Eval Agent Task Message
The eval agent receives a task message containing:
Code to diagnose: /path/to/gen_N/main.cpp
Metrics history: [per-generation score and aux metric values]
Previous diagnostic: [last report, if any]
Compile command: g++ -O2 -std=gnu++17 {code_path} -o /tmp/binary
Test data: /path/to/testdata/
Your outputs:
- diagnostic_report.md: Hypothesis / Experiment / Verdict / Direction
- auxiliary_metrics.py: automated experiment that runs every generation
What Works
The Core Insight Holds
A well-targeted diagnostic can break a 40-generation plateau in a single intervention. Evidence from experiments on 172 competitive programming problems:
- p79: Vanilla evolution never solved (50 gens, score=0). Diagnosis identified "bit-by-bit correlation attack fails for non-independent bits β use beam search". Agent solved it.
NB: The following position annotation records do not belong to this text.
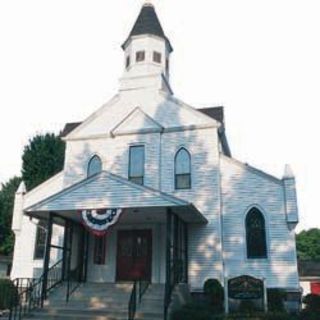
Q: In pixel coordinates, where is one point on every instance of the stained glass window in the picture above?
(40, 243)
(136, 164)
(183, 169)
(256, 235)
(94, 166)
- p30: Diagnosis found "deduplication bug in candidate tracking" β bitset redesign β score 100.
- p15: Diagnosis identified "greedy optimizes connections instead of lexicographic order" β single-line priority fix β +55 points.
These wins share a pattern: the diagnosis identified a specific, actionable algorithmic insight that the evolution LLM would be unlikely to discover by random mutation.
When It Helps
- Problems where the current approach is fundamentally wrong (wrong algorithm, wrong optimization objective)
- Problems where the bottleneck is non-obvious from the score (TLE on large inputs only, wrong answer on specific edge cases)
- Problems where the direction requires structural code changes that the LLM won't stumble into by gradient descent on the score
Diagnostic Report Quality Matters More Than Aux Metrics
The text diagnosis is more impactful than any numeric aux metric. In A/B comparison, pure code review captured 80-90% of the diagnostic value. Aux metrics provide evidence for the diagnosis and trend tracking, but the bottleneck is the quality of the directional advice.
What Doesn't Work (Honest Assessment)
Aggregate Results Are Weak
Across 9 experiments on 20-problem subsets (50 generations each), the average delta between agent and vanilla is +0.52 points β within random variance. Individual experiments range from -1.0 to +3.2.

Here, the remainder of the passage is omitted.